For assessment of oxygenation, pulse oximetry provides a non-invasive, continuous estimate of the oxygen saturation of arterial hemoglobin. SaO2 and PaO2 are related by the oxy-hemoglobin dissociation curve. While both pulse oximeter and arterial blood gases (PaO2 specifically) measure the lungs ability to deliver oxygen to the blood the numbers obtained are quite different. Caution should be exercised when interpreting SaO2 values with animals breathing 100% oxygen. Patients with normal respiratory function, breathing 100% oxygen, should have a PaO2 of approximately 500 mmHg. and a SaO2 of 100%; a patient with poor pulmonary function breathing 100% O2 may only have a PaO2 of 200 mmHg. and still a SaO2 of 100%. There is a significant difference in the efficiency of gas exchange between a PaO2 of 500 or 200 mmHg., yet they both still show a SaO2 of 100%. Most pulse oximeters also provide a pulse rate and plethmogram (usually a bouncing bar or graph). Pulse oximeters do not indicate adequate tissue perfusion nor do they indicate adequate ventilation. Signal quality is greatly affected by poor perfusion such as that resulting from hypotension, vasoconstriction or hypothermia. External light sources and electrocautery may interfere with signal reception.
Capnometry is the measurement and display of CO2 concentrations during a respiratory cycle. Maximum inspiratory and expiratory levels are displayed on an analog or digital monitor. Capnometry allows for the continuous monitoring of exhaled carbon dioxide by analyzing samples obtained directly from the airway. Carbon dioxide readily diffuses across the capillary membrane and quickly equilibrates with alveolar gas.

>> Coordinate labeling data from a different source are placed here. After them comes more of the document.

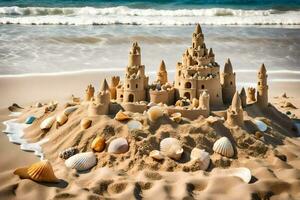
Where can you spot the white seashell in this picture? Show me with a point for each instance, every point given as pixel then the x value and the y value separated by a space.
pixel 155 112
pixel 156 155
pixel 69 110
pixel 81 161
pixel 134 125
pixel 47 123
pixel 171 147
pixel 119 145
pixel 261 125
pixel 202 156
pixel 61 118
pixel 224 147
pixel 241 172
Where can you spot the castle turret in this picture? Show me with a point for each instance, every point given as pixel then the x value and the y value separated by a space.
pixel 162 75
pixel 235 112
pixel 262 87
pixel 228 82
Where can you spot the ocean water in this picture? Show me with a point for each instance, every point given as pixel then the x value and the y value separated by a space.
pixel 65 36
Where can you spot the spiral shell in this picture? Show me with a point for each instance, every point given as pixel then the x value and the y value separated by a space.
pixel 171 147
pixel 41 172
pixel 81 161
pixel 47 123
pixel 119 145
pixel 224 147
pixel 202 156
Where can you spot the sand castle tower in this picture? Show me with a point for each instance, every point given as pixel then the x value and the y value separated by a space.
pixel 262 87
pixel 228 82
pixel 198 71
pixel 235 112
pixel 162 75
pixel 135 82
pixel 89 93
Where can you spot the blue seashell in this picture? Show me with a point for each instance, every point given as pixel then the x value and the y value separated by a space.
pixel 30 120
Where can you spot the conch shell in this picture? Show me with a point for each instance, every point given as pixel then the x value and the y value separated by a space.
pixel 41 172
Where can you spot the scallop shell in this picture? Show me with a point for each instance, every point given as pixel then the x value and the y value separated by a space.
pixel 121 116
pixel 98 144
pixel 261 125
pixel 156 155
pixel 176 117
pixel 85 123
pixel 119 145
pixel 155 112
pixel 67 153
pixel 47 123
pixel 202 156
pixel 81 161
pixel 41 172
pixel 224 147
pixel 171 147
pixel 61 119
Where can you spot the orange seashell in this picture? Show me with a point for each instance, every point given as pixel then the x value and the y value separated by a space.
pixel 98 144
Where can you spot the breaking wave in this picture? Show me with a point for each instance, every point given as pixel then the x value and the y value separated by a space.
pixel 133 16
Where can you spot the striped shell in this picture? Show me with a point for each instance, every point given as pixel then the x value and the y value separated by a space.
pixel 224 147
pixel 47 123
pixel 98 144
pixel 61 118
pixel 81 161
pixel 155 112
pixel 119 145
pixel 202 156
pixel 171 147
pixel 41 172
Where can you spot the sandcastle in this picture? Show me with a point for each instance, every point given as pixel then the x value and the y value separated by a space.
pixel 199 87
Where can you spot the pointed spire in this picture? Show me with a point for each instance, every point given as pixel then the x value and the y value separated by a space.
pixel 198 29
pixel 228 67
pixel 104 86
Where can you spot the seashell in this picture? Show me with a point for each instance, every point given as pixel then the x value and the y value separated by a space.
pixel 171 147
pixel 241 172
pixel 261 125
pixel 98 144
pixel 41 172
pixel 67 153
pixel 81 161
pixel 30 119
pixel 156 155
pixel 85 123
pixel 47 123
pixel 119 145
pixel 176 117
pixel 154 113
pixel 224 147
pixel 121 116
pixel 202 156
pixel 134 125
pixel 61 119
pixel 69 110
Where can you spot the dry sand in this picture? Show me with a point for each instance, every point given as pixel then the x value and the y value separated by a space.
pixel 274 162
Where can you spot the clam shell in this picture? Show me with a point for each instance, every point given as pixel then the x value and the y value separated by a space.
pixel 171 147
pixel 155 112
pixel 202 156
pixel 224 147
pixel 41 172
pixel 156 155
pixel 81 161
pixel 85 123
pixel 98 144
pixel 47 123
pixel 61 119
pixel 121 116
pixel 119 145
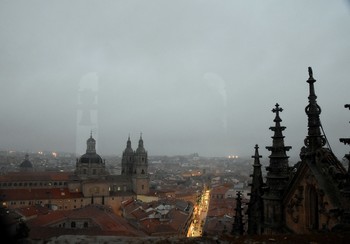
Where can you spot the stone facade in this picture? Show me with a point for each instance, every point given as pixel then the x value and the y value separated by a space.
pixel 311 196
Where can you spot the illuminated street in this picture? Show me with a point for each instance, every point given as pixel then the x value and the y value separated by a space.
pixel 199 216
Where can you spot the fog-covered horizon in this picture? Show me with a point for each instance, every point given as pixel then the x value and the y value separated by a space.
pixel 191 76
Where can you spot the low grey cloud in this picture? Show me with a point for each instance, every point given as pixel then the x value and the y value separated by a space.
pixel 192 76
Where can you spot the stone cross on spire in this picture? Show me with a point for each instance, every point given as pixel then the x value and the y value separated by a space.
pixel 277 110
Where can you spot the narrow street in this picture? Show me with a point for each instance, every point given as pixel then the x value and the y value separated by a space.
pixel 199 216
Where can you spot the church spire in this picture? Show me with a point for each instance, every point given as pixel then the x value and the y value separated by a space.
pixel 128 143
pixel 278 169
pixel 314 140
pixel 91 145
pixel 255 205
pixel 278 173
pixel 238 228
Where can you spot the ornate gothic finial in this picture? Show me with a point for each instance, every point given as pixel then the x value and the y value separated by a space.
pixel 256 155
pixel 310 73
pixel 314 139
pixel 277 110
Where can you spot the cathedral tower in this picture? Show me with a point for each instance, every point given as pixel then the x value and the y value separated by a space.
pixel 140 177
pixel 128 159
pixel 90 165
pixel 278 175
pixel 255 205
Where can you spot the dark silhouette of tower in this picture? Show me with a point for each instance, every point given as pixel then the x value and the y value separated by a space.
pixel 238 228
pixel 128 159
pixel 278 174
pixel 255 205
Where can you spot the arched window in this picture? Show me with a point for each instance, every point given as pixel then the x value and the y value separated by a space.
pixel 311 205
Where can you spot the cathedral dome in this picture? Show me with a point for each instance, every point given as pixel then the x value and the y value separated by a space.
pixel 26 164
pixel 93 158
pixel 128 149
pixel 140 148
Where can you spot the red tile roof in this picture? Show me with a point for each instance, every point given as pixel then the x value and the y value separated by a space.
pixel 106 223
pixel 38 194
pixel 36 176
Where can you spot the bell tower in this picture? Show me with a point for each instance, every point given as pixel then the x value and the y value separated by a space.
pixel 278 174
pixel 140 177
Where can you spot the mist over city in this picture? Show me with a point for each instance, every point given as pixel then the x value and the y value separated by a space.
pixel 192 76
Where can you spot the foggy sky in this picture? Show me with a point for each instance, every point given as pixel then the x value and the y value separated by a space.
pixel 192 76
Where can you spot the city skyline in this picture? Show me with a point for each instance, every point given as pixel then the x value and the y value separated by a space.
pixel 192 76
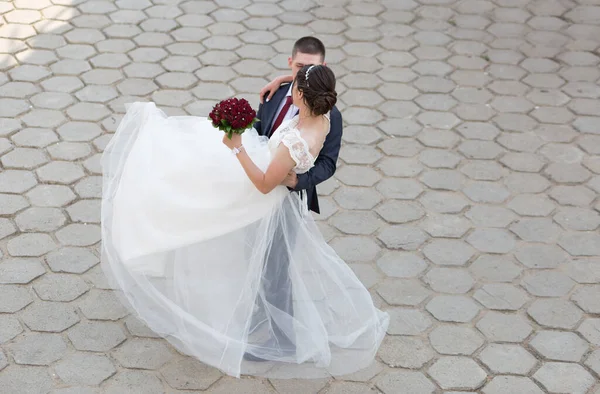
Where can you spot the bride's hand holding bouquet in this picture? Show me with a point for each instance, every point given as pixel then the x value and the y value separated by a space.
pixel 233 116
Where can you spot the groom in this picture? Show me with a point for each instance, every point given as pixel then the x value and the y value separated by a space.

As these gases are exhaled, the CO2 at the end of the breath, or the ET CO2 closely approximates arterial CO2. Normal ET CO2 is approximately 1 - 4 mm Hg less than the PaCO2. Factors affecting measurements include: positioning of the sampling port, fresh gas flow, sampling system integrity, breathing circuit leaks, sensor obstruction, and analyzer system calibration
Capnographs are used to display ETCO2.over time. Most use infrared light absorption to measure CO2 levels. Capnographs allow for continuous monitoring of the patient's CO2 levels. ETCO2 is reflective of the patient's PaCO2 usually within a 5mmHg gradient, this gradient can be affected by pulmonary perfusion. Severe hypotension, embolism, shock or hypovolemia, cardiac arrest (if the lung is under-perfused CO2 is not exchanged) can cause significant changes in gas exchange. Capnographs may sample via mainstream or sidestream methods. Capnographs give the anesthetist more than just ETCO2 levels, the graphs often demonstrate a variety of problems that, if left untreated, can be harmful to the patient, such as mechanical malfunction or endotracheal extubation.
Blood gas analysis is considered to be the "Gold Standard" technique used to assess the respiratory system. Blood gas analyzers measure the pH, partial pressure of oxygen (PaO2) and carbon dioxide (PaCO2) in blood. Additionally, they calculate values for plasma bicarbonate concentrations, base excess, and saturation of hemoglobin with oxygen. This information is used to assess acid-base status, gas exchange efficiency and adequacy of ventilation. PaO2 demonstrates the efficiency of gas exchange, while PaCO2 reflects the adequacy of ventilation. To assess the lungs ability to oxygenate blood an arterial blood sample is required.